Une histoire de sable (Benjamin Desmares)

Résumé de l’éditeur

Quoi de plus déprimant que de passer des vacances d’hiver dans une petite station balnéaire sinistre… avec ses deux parents plantés devant leurs ordinateurs pour cause de travail ? En traînant dans les rues désertes, Jeanne fait la rencontre de deux frères vraiment bizarres, habillés façon années 1980, plantés en permanence devant une maison abandonnée…

Un roman fantastique émouvant, pour les jeunes ados.

 

Mon avis

Ce court roman présente une structure narrative assez simple où les éléments classiques du genre fantastique sont disséminés le long de l’histoire.
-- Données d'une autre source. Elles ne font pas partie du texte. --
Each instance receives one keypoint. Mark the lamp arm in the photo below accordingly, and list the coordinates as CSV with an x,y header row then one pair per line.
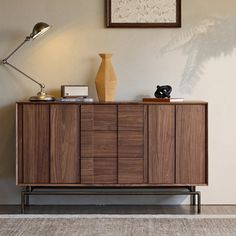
x,y
42,86
26,40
Certains récits fantastiques sont effrayants, mais ce n’est pas le cas de celui-ci. Il évoque avec beaucoup de douceur les âmes des personnes disparues qui n’ont pas encore trouvé le repos et cherchent à terminer quelque chose dans le monde des mortels. Il n’y a donc aucune violence ou aucun détail sanguinolent, il s’agit d’une rencontre entre 2 âmes esseulées et une jeune ado rebelle coincée dans un lieu de vacances désuet et non désiré.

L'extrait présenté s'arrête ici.